When a business is sold or transferred the new owner is not obliged to offer employment to existing employees or to continue employment.
Employment agreements of all employees who are not classed as vulnerable workers under the Employment Relations Act 2000 must contain an employment protection provision relating to negotiations between the employer and any new employer about the transfer of affected employees to the new employer.
The provisions must include:
* A process that the employer must follow in negotiating with the new employer about restructuring to the extent that this relates to affected employees.
* Matters relating to the affected employees' employment the employer will negotiate about including whether the transfer will be on the same terms and conditions.
* The process to be followed at the time of restructuring to determine what, if any, entitlements are available to employees who don't transfer.
I recommend that you review your employment agreement to determine what is required of your employer under the employee protection provision.
Under the employee protection provision your employer has these obligations:
* As soon as reasonably practicable, taking into account the commercial requirements of the business, commence discussions with the new employer considering the impact of the sale of the business on your position.
* Discuss with the potential new employer whether or not it proposes to offer employment to you and, if so, the terms and conditions it proposes to offer employment to you on and the proposed date for commencement of employment with the potential new employer.
* In the event that you are not employed by the potential new employer, for whatever reason, what your entitlements are (if any).
However, these provisions do not give employees any right to employment with the new owner.
Employees have no entitlement to redundancy compensation unless the employment agreement specifies this.
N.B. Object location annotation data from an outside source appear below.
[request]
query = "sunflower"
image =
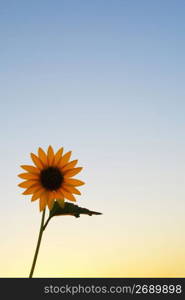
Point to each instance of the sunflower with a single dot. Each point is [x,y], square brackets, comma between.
[50,179]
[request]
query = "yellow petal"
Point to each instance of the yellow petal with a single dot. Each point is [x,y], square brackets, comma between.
[32,190]
[70,165]
[72,172]
[27,183]
[64,160]
[71,189]
[37,195]
[50,156]
[74,182]
[68,196]
[31,169]
[43,156]
[59,194]
[58,156]
[37,161]
[28,176]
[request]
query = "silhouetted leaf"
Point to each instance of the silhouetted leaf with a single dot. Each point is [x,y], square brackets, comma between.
[71,210]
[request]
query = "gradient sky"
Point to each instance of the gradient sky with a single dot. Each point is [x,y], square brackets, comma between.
[104,79]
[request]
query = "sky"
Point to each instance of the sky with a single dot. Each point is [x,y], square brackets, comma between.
[104,79]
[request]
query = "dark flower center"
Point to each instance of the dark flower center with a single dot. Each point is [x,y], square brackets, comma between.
[51,178]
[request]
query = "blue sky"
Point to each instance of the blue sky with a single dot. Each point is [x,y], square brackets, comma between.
[106,80]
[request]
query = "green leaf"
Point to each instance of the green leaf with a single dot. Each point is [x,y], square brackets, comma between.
[70,209]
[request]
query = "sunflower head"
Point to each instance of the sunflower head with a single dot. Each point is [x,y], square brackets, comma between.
[50,179]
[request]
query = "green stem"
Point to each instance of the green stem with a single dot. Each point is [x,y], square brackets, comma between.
[38,244]
[44,226]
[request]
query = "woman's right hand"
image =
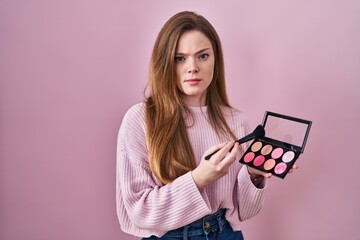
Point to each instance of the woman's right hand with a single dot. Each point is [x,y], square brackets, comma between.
[217,166]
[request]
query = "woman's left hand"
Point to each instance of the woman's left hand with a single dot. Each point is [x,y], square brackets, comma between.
[253,171]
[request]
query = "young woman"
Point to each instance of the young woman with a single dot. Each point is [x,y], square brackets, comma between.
[165,187]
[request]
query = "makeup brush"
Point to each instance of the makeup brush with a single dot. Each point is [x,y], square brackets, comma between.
[259,132]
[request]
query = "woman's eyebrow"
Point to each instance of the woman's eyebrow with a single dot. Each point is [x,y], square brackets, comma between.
[197,52]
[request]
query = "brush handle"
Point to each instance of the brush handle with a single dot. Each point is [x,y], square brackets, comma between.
[210,155]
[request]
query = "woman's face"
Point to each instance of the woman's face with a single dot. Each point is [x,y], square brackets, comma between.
[194,64]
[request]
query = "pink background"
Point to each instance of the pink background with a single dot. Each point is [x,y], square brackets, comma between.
[70,69]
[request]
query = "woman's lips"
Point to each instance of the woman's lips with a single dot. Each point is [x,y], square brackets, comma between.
[193,81]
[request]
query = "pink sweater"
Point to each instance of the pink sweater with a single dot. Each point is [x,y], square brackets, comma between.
[146,208]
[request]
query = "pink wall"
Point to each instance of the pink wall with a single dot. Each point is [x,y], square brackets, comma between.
[70,69]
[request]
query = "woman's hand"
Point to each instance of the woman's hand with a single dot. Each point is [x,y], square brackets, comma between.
[217,166]
[257,176]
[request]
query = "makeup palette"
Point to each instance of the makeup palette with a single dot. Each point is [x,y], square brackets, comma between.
[284,141]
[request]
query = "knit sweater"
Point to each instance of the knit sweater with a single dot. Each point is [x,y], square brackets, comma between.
[145,207]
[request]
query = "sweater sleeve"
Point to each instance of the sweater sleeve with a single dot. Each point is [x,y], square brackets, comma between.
[142,202]
[250,198]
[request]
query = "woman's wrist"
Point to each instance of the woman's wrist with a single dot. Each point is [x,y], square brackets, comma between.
[255,178]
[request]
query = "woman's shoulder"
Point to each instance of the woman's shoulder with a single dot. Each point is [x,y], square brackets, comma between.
[135,111]
[134,119]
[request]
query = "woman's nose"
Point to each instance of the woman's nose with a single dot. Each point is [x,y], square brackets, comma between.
[192,66]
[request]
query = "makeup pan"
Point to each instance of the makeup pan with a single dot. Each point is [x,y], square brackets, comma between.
[284,141]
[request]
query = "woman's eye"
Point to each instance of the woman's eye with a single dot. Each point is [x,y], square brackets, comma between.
[179,59]
[204,56]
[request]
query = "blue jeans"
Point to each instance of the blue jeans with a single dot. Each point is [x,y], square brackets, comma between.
[210,227]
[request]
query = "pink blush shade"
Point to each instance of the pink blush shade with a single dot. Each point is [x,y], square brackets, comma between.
[280,168]
[269,164]
[259,160]
[277,153]
[249,157]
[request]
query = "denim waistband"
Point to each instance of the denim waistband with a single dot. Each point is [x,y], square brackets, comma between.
[210,223]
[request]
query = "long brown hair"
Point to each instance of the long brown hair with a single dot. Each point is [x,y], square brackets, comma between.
[170,152]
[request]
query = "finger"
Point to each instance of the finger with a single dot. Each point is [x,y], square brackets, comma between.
[214,148]
[231,158]
[220,155]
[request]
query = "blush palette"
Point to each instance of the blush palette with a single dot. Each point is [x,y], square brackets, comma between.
[284,141]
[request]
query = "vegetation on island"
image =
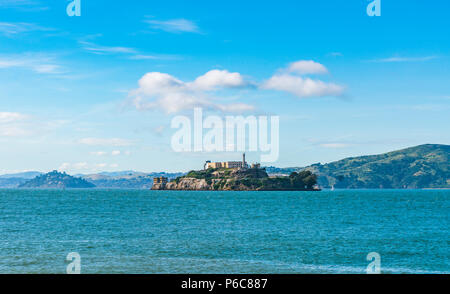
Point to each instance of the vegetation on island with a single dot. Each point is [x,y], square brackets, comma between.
[253,179]
[56,180]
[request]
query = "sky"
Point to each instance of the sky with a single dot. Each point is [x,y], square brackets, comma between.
[98,92]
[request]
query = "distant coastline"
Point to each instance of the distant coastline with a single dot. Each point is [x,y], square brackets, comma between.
[420,167]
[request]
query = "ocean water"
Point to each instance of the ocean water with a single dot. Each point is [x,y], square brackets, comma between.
[132,231]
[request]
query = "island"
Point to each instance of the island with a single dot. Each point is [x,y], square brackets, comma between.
[56,180]
[237,176]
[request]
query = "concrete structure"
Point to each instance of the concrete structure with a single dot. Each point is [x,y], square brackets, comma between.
[160,182]
[227,164]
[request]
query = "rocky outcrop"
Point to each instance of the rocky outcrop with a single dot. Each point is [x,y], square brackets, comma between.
[254,179]
[189,184]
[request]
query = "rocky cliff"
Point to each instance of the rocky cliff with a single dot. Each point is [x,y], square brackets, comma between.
[239,180]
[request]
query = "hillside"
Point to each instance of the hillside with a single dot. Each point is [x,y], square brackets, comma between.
[126,180]
[56,180]
[253,179]
[424,166]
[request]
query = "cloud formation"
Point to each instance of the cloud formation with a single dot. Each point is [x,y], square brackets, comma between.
[302,87]
[291,80]
[15,28]
[174,25]
[303,67]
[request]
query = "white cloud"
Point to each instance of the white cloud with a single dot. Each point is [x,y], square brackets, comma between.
[302,87]
[174,25]
[99,153]
[15,28]
[105,142]
[97,49]
[307,67]
[218,79]
[163,91]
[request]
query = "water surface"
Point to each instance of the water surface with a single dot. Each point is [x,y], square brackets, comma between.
[131,231]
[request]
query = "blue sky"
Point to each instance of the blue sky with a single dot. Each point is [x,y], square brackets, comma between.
[68,84]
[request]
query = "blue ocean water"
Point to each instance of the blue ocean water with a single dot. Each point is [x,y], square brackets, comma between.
[130,231]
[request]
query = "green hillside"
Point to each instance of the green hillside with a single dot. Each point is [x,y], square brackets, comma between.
[425,166]
[56,180]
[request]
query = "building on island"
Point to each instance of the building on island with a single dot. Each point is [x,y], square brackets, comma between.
[160,182]
[227,164]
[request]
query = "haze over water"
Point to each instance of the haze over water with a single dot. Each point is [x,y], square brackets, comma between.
[132,231]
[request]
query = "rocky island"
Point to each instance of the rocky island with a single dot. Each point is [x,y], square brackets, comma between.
[237,176]
[56,180]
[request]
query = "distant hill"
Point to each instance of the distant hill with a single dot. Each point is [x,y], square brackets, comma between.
[56,180]
[424,166]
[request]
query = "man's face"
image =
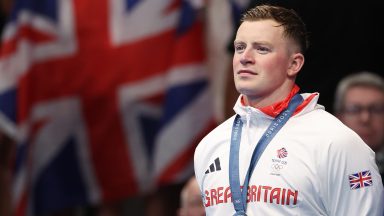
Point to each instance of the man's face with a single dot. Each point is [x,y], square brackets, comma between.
[363,112]
[261,59]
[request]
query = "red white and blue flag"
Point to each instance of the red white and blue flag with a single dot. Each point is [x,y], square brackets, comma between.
[282,153]
[106,98]
[360,179]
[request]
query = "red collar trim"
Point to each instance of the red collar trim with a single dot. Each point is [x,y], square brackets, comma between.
[274,109]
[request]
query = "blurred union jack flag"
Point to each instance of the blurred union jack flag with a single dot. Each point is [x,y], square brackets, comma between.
[360,179]
[105,98]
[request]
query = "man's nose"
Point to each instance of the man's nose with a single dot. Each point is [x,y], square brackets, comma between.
[247,57]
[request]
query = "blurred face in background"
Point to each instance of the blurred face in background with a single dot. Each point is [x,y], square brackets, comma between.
[363,112]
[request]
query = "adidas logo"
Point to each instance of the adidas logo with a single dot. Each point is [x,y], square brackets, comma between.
[215,166]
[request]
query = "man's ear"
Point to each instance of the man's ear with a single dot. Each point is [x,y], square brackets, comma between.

Employers are not required to pay redundancy compensation unless the employment agreement specifies this.
You are absolutely entitled to your holiday pay when your employment ends and need not apply for it.
It is not correct that the new owners can terminate your employment four weeks after they take over.
What they can do depends on how the sale of the business is happening.
If the new owner is buying the shares of the company that employs you, your employment continues as before.
If they decide they do not require your services, they can make you redundant. They would have to give you the notice specified in your employment agreement but they would have to pay redundancy compensation only if that was provided for in your employment agreement.
But if the new owners are just buying the "assets and goodwill", not the shares, your employment with your current employer will end by reason of redundancy when the sale takes place. You may or may not be offered employment by the new owners. You would be entitled to redundancy compensation only if your current employment agreement provided for it.
What you have been told is inaccurate. Your employer has not followed the consultation requirements of the Employment Relations Act. This gives you a basis to claim compensation for distress and humiliation.
You are certainly entitled to your holiday pay - a labour inspector will help you to recover this if the employer fails to pay it.
Your employer appears not to understand its obligations to you - but perhaps you have misunderstood what it is saying: I suggest you try to clarify things in the light of the information I have given you. If your employer confirms what you say above, talk to an employment lawyer.